Women ‘historically underrepresented’ 

The report underscores how equal opportunity for all is crucial to ensuring inclusivity and gender balance in a profession that has played an essential role in development and human well-being.  

Engineering is critical to mitigating the impact of climate change and advancing the SDGs, especially in Africa and the small island developing States, UNESCO said.  

Despite the profession’s importance, the UN agency noted that women have been “historically underrepresented” in engineering, making up only 10 to 20 per cent of workers.   

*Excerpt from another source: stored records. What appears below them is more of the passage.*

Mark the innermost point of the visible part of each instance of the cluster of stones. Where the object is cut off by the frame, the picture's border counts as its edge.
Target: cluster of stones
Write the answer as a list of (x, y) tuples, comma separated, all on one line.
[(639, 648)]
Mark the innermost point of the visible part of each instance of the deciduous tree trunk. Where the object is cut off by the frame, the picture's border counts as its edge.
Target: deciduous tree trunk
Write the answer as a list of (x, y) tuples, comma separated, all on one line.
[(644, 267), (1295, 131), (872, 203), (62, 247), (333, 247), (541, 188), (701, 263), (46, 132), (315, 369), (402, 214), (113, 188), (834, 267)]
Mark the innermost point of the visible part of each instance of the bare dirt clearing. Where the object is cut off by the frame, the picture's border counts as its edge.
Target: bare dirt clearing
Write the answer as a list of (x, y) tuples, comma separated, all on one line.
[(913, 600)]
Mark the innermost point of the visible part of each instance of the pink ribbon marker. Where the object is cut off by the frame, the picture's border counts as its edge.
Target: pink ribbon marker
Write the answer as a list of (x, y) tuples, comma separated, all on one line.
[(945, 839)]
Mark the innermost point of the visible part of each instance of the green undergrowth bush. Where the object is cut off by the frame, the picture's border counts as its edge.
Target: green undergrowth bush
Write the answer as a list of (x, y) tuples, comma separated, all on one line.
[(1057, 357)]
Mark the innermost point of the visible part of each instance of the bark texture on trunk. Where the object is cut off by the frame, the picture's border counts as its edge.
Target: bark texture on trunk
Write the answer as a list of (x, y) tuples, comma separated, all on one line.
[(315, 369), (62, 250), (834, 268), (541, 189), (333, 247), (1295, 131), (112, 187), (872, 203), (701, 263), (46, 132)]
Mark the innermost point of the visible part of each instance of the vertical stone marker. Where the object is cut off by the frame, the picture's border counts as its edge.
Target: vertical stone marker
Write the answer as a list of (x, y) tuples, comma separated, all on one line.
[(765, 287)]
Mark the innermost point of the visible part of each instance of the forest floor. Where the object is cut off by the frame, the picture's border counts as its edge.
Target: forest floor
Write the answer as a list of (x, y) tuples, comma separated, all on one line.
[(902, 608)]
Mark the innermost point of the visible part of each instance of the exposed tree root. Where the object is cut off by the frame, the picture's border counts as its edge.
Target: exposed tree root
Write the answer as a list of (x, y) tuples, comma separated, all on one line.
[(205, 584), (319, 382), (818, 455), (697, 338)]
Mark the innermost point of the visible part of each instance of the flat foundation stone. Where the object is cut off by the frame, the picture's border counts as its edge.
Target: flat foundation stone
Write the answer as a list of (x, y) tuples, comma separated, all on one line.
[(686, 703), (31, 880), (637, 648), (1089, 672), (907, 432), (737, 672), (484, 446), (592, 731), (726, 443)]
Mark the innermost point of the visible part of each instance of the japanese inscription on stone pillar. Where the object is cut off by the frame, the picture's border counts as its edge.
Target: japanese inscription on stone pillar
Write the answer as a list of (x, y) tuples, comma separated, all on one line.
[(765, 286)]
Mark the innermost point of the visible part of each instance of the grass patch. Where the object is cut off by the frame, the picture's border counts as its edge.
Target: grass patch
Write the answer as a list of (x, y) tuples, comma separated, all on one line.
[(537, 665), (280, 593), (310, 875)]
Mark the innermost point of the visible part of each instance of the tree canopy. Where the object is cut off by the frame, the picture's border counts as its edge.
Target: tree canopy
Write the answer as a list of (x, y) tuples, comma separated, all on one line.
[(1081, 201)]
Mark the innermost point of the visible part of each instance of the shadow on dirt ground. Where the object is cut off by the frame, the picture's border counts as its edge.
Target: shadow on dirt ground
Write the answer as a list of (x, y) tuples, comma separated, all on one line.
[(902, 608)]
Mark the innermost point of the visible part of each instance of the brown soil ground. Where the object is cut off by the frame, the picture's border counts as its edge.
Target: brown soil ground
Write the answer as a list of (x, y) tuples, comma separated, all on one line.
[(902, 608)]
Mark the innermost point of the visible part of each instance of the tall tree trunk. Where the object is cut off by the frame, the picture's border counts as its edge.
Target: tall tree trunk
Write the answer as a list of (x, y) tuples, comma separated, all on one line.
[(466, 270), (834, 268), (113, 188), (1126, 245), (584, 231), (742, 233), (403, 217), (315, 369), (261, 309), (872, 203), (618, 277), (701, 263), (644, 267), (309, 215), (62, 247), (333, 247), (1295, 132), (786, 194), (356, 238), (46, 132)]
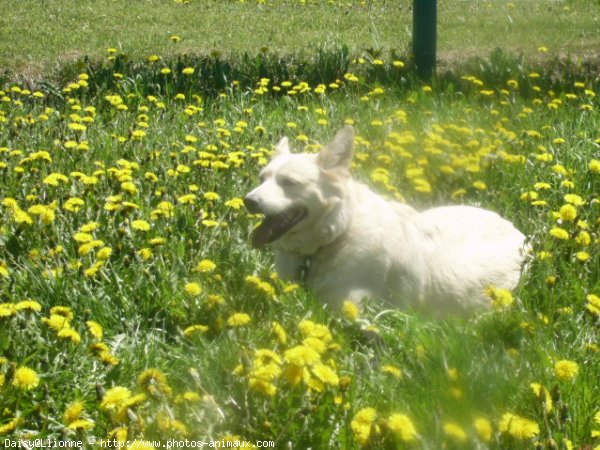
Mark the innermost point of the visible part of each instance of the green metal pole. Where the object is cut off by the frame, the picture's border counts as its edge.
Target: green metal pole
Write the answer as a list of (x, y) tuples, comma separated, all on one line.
[(424, 36)]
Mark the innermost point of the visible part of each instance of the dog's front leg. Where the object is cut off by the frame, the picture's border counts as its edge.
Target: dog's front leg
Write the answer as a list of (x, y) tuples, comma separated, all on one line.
[(288, 264)]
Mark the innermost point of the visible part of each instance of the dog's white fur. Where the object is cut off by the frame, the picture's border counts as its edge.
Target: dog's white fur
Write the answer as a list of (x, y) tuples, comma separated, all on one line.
[(362, 246)]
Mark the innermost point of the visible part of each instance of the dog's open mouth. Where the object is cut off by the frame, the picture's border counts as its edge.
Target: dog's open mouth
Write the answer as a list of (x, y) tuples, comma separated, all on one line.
[(273, 227)]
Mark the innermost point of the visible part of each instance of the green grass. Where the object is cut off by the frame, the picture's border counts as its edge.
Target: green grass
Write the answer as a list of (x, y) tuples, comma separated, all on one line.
[(488, 132), (40, 37)]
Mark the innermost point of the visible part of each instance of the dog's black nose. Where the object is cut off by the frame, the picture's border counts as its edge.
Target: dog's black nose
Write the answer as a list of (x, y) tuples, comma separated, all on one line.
[(251, 205)]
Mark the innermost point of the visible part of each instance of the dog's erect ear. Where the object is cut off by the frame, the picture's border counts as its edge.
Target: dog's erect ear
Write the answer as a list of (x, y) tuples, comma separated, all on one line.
[(282, 148), (338, 153)]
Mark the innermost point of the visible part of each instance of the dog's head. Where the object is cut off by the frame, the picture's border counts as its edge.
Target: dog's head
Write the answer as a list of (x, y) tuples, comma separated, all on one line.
[(301, 195)]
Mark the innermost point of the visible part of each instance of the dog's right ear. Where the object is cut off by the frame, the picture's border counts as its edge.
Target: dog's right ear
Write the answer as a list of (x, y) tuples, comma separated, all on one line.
[(282, 148), (338, 153)]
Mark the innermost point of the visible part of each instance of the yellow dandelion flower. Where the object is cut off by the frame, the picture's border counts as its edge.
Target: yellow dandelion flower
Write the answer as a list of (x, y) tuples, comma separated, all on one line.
[(235, 203), (568, 213), (7, 310), (95, 329), (392, 370), (25, 378), (566, 369), (559, 233), (70, 334), (192, 288), (74, 412), (81, 424), (146, 253), (206, 265), (238, 320), (593, 304), (30, 305), (57, 322), (574, 199), (140, 225), (195, 329)]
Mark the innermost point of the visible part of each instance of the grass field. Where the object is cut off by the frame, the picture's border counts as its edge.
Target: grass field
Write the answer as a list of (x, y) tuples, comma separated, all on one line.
[(132, 306), (39, 37)]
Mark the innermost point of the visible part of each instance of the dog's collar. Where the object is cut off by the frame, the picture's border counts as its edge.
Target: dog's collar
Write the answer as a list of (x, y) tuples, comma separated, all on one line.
[(304, 268)]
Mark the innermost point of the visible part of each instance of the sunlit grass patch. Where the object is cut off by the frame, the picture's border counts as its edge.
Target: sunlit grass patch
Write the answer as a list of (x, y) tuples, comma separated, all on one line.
[(133, 306)]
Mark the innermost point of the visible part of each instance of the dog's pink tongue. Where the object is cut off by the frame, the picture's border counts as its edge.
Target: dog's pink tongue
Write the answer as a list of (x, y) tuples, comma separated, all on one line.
[(262, 234)]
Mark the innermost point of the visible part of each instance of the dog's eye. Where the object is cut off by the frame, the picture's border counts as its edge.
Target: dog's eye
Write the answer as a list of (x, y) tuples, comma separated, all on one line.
[(287, 182)]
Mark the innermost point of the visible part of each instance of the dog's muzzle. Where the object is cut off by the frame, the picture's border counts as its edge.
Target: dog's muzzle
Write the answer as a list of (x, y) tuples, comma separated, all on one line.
[(275, 226)]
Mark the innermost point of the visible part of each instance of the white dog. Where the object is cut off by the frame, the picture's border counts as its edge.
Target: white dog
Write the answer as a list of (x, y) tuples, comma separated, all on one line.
[(348, 243)]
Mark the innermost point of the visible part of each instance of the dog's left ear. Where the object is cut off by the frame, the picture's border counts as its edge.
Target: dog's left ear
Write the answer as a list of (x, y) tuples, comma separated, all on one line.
[(338, 153)]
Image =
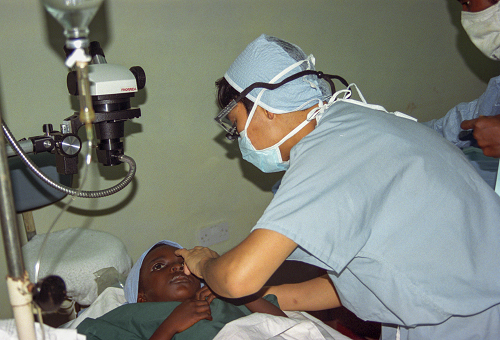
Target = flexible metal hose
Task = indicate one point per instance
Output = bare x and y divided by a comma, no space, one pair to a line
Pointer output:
67,190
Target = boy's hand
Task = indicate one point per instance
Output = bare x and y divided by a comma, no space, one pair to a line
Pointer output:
205,294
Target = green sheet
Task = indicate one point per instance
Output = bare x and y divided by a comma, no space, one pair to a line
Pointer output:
140,320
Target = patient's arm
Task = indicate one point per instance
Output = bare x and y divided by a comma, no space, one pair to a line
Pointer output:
312,295
182,317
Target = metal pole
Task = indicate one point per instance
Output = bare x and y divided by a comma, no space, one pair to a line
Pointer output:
17,279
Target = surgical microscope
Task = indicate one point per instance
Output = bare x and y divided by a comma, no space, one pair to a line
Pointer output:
104,92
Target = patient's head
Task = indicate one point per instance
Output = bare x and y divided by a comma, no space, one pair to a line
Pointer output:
150,276
162,277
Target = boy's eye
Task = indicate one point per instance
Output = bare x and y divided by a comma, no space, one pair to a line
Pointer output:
157,266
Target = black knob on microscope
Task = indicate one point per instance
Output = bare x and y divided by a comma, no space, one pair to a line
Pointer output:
140,76
50,293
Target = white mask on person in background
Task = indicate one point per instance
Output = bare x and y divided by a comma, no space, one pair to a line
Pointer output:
483,29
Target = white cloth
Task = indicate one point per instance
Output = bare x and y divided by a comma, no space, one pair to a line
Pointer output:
75,254
8,331
255,327
297,326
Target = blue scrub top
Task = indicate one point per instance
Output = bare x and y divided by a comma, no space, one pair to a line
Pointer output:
406,227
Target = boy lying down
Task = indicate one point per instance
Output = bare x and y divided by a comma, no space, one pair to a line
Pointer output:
164,303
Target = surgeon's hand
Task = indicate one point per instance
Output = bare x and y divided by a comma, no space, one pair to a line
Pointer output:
195,259
486,132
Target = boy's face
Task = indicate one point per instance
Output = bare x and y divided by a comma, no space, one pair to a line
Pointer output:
162,277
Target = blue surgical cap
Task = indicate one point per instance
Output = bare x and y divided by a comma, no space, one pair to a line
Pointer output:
265,58
132,283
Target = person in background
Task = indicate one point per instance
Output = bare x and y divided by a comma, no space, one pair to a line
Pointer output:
481,21
369,196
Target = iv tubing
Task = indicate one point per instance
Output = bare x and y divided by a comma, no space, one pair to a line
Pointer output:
17,278
67,190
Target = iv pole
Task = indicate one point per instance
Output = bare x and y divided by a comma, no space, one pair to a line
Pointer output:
18,283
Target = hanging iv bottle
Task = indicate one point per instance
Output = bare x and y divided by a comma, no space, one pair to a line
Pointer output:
74,16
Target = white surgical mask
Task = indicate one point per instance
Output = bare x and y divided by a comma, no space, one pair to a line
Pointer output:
269,159
483,29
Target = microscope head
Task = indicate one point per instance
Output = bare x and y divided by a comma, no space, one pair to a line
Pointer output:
111,87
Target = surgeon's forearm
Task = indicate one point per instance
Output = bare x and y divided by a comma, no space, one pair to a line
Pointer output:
243,270
312,295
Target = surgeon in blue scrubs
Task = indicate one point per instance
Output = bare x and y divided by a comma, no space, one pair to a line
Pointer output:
481,21
368,195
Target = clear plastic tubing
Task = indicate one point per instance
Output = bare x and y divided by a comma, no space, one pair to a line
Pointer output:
87,114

Barriers hampering women include persistent gender stereotypes in the field and inadequate policies or educational environments that do not meet their needs and aspirations. 

Transforming and innovating 

The report showcases engineering innovations and actions from across the world that are contributing to meeting the SDGs. The 17 goals aim to end poverty, reduce inequality and spur economic growth, while also protecting the natural environment. 

Examples mentioned include the increase in digital technology use during the pandemic, such as telemedicine for virtual treatment, while Artificial Intelligence, or “AI”, is helping to make water systems more adaptive and efficient. 

The authors said “engineering itself needs to transform to become more innovative, inclusive, cooperative and responsible”, underlining the need for “a new paradigm” that bridges disciplines in order to address complex issues such as climate change, urbanization and preserving the health of oceans and forests.